Question de grammaire

dois je écrire : Les déserts, affectif et social, de ma vie reprennent doucement leurs places. ou, les déserts, affectifs et sociaux, de ma vie reprennent doucement leurs places. merci pour votre réponse.

Question de grammaire

Les deux orthos sont possibles.

Question de grammaire

Bonsoir Cymone,

Je privilégierais le singulier pour les adjectifs. Vous avez un désert affectif et un désert social. Vous avez deux déserts : l'un affectif, l'autre social.

Muriel

Question de grammaire

Bonjour,
" Sa présence quotidienne finit par déplaire aux jeunes qui fréquentent l'établissement et ils l'obligent à partir". On me propose de réécrire cette phrase en commençant par " Les jeune..."
C'est ce que j'ai eu " Les jeunes qui fréquentent l'établissement et auxquels sa présence quotidienne finit par déplaire l'ont obligé à partir"
Merci d'avance de m'indiquer si c'est la bonne réponse

Question de grammaire

ladyes a écrit :

C'est ce que j'ai eu " Les jeunes  pluriel qui fréquentent l'établissement singulier et auxquels pluriel sa présence quotidienne singulier finit par déplaire l' singulier ont obligé à partir"
Merci d'avance de m'indiquer si c'est la bonne réponse

Si je n'avais pas lu l'autre version, j'aurais pu faire confusion de sens:
"sa présence" pourrait être rattachée à "l'établissement". La présence de l'établissement. Mais comment faire partir un établissement?

Question de grammaire

Bonsoir Ladyes,

Votre proposition est correcte. Vous pourriez tout aussi bien proposer :
- Les jeunes qui fréquentent l'établissement(,) et à qui sa présence quotidienne finit par déplaire(,) l'ont obligé à partir.

Ce que dit JSC n'est pas fondé. Le fait qu'il y ait un et :

Les jeunes qui fréquentent l'établissement ET auxquels sa présence quotidienne finit par déplaire l'ont obligé à partir

lève toute ambiguïté.

(Pour que l'établissement soit en cause, il faudrait écrire (sans "et", et "auquel" au singulier) :

Les jeunes qui fréquentent l'établissement auquel (ou à qui) sa présence quotidienne finit par déplaire l'ont obligé à partir.

mais la question n'est pas là...)

Muriel

Question de grammaire

Qui, donc, est obligé de partir dans cette phrase?

Question de grammaire

Qui, donc, est obligé de partir dans cette phrase?

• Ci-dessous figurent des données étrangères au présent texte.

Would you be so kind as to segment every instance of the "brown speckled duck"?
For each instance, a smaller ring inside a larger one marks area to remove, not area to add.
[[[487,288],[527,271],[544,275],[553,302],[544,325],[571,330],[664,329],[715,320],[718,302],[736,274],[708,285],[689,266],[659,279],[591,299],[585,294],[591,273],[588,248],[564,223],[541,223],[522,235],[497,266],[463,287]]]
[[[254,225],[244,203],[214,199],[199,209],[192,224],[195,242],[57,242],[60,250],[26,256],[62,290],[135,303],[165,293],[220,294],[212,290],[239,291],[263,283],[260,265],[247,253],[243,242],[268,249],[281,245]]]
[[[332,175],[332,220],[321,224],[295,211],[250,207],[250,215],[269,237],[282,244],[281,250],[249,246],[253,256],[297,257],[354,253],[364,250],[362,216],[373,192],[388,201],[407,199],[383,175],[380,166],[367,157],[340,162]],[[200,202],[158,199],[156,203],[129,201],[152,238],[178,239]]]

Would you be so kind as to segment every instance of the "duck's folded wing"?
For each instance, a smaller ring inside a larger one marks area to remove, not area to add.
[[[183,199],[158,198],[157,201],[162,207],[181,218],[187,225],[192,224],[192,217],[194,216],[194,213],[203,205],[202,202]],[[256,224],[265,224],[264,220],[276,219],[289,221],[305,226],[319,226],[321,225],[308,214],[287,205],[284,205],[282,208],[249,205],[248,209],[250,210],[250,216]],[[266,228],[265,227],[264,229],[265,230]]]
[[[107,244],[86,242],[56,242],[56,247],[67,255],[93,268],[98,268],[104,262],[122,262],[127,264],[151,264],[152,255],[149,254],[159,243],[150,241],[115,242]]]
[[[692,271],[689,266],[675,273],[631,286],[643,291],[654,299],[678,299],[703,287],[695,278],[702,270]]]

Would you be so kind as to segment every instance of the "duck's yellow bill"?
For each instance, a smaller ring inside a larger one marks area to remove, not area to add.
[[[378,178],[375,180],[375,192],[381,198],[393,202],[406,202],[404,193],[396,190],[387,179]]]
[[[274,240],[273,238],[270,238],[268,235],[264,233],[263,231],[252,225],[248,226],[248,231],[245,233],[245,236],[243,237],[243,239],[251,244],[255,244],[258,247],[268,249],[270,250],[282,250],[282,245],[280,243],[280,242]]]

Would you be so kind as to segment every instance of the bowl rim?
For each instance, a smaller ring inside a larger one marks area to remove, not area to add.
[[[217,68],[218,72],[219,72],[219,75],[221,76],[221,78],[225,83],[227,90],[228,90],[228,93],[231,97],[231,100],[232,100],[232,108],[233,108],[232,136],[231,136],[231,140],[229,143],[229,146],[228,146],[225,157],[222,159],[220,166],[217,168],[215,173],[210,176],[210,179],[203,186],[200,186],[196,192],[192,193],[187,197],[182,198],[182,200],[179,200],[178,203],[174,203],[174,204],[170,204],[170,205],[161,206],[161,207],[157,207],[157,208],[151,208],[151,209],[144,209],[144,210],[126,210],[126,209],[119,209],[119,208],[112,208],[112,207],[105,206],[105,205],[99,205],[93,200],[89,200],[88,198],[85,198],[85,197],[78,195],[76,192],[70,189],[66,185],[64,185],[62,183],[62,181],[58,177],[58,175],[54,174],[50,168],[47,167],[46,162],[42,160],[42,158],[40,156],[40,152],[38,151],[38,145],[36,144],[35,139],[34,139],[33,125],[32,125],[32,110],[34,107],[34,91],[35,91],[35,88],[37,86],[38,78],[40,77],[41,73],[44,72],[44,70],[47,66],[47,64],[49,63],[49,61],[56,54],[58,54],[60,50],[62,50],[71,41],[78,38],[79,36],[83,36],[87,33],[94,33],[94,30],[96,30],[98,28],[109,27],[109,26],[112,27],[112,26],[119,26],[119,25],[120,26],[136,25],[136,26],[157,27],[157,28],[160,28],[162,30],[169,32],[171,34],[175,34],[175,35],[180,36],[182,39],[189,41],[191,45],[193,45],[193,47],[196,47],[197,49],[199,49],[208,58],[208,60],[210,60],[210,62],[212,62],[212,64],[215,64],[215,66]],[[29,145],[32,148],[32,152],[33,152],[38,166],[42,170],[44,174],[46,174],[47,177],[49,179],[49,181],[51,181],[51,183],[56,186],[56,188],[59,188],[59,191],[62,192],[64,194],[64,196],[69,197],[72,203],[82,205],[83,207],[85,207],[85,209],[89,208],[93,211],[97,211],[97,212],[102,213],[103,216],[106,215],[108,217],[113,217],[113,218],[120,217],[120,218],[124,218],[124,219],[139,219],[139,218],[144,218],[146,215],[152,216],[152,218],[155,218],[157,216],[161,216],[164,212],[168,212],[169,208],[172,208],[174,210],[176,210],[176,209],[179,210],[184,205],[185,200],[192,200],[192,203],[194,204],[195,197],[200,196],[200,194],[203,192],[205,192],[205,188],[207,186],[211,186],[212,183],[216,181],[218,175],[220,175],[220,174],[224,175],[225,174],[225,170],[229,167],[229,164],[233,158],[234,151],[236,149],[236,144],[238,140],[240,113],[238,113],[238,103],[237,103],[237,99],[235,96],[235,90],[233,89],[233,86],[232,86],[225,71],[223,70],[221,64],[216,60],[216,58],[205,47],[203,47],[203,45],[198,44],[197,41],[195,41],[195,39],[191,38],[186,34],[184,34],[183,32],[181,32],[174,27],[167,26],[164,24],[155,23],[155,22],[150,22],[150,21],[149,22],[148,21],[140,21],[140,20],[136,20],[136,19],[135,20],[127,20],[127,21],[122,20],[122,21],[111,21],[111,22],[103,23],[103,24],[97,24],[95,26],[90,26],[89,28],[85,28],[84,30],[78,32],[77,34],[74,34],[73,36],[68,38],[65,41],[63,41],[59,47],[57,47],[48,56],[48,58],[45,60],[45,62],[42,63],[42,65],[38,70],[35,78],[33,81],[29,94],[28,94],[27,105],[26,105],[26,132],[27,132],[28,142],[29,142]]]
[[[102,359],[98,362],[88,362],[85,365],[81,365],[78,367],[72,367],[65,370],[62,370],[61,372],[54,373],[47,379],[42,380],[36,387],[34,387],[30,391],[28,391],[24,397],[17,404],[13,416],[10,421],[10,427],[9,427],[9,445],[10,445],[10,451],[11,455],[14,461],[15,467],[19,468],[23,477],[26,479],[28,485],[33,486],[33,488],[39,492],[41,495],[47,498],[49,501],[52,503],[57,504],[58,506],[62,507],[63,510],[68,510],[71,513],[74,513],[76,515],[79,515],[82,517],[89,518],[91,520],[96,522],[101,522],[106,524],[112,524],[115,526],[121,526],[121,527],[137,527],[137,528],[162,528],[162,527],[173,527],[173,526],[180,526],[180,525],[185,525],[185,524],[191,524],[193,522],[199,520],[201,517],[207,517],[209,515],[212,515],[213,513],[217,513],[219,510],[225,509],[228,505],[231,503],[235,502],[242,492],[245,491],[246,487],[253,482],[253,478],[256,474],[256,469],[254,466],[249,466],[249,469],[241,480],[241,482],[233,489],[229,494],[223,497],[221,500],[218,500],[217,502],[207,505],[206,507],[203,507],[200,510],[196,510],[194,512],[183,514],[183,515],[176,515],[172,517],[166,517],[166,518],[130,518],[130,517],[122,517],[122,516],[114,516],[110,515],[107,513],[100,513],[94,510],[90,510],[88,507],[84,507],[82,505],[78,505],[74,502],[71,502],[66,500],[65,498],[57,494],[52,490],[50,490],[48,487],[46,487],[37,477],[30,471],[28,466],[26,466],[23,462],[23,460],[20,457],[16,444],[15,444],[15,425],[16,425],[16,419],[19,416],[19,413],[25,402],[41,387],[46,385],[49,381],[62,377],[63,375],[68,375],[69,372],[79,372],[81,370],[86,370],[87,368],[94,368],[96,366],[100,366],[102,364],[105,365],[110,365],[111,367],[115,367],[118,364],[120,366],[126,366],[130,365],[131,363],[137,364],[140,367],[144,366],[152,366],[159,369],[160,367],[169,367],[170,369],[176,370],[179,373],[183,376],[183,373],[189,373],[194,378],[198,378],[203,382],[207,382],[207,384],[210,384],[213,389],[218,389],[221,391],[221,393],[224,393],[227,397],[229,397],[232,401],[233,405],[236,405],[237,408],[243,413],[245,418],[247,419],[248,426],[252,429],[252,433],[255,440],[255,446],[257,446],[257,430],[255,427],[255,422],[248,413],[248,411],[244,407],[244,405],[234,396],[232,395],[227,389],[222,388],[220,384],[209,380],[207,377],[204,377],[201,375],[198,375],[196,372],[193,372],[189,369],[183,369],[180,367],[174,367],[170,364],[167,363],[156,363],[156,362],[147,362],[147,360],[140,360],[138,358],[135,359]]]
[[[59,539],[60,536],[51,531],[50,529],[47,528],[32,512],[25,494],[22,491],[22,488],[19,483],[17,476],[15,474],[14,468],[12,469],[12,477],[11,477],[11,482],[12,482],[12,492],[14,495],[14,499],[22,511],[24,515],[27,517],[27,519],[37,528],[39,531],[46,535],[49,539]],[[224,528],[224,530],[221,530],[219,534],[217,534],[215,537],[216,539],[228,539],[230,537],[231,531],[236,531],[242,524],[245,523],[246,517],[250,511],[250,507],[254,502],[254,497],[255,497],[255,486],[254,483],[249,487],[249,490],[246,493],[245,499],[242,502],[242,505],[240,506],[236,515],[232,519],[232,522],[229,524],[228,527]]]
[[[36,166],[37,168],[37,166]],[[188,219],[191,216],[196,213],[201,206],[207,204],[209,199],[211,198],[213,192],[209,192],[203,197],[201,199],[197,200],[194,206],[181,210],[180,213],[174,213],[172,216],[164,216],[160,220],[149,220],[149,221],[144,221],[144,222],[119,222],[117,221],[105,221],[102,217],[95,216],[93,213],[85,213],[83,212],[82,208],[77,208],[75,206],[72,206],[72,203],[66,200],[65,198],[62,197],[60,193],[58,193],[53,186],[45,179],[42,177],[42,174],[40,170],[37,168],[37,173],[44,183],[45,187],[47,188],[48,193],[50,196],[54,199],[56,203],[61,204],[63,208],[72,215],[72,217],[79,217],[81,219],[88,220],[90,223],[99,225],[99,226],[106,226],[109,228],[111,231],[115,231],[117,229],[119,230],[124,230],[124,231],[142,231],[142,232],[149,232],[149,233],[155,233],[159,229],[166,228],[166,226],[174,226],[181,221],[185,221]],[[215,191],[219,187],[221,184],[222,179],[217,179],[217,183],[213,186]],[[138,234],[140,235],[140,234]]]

Dans quelle phrase ? Dans la phrase ambiguë avec auquel au singulier, ou dans la phrase claire avec le et ?

Question de grammaire

Qui est obligé de partir ? Un ou une individu lambda qui, par son attitude, perturbe le bon fonctionnement de l'établissement. (puisqu'on parle de jeunes, on peut supposer que c'est une école)
La phrase avec «auxquels» n'est pas ambigüe : auxquels étant pluriel, a pour unique antécédent “les jeunes”. (Jehan, désormais, le tréma est sur le u  ) Par contre
Les jeunes qui fréquentent l'établissement et auxquels sa présence quotidienne finit par déplaire l'ont obligé à partir
le l' peut poser question : ont obligé qui à partir ? l', mis pour................ personne, sauf comme dit JSC, l'établissement. “Sa présence quotidienne” ne peut pas remplacer l'. Mais on peut légitiment penser que la phrase précédente indique qui est l'. Et il est clair qu'on ne peut pas obliger un établissement à partir, l'ambigüité n'est pas là. Mais dans ce l' qui n'a pas de référent dans la phrase.
On ne peut pas écrire auquel au singulier. Mais oralement, la phrase pourrait être ambigüe.

Question de grammaire

ladyes a écrit :

Bonjour,
" Sa présence quotidienne finit par déplaire aux jeunes qui fréquentent l'établissement et ils l'obligent à partir". On me propose de réécrire cette phrase en commençant par " Les jeune..."
C'est ce que j'ai eu " Les jeunes qui fréquentent l'établissement et auxquels sa présence quotidienne finit par déplaire l'ont obligé à partir"
Merci d'avance de m'indiquer si c'est la bonne réponse

Bonjour Ladies,

J'allais vous proposer d'ajouter un -e entre parenthèses au participe passé "obligé" → obligé(e), (pour signaler que rien ne permet de savoir s'il s'agit d'un accord au féminin ou au masculin) ; mais je m'aperçois, qu'hier,  je n'ai pas été assez attentive aux temps de conjugaison : il faut conserver le présent du verbe "obliger" dans la phrase transformée :

Les jeunes qui fréquentent l'établissement(,) et auxquels sa présence quotidienne finit par déplaire(,) l'obligent à partir.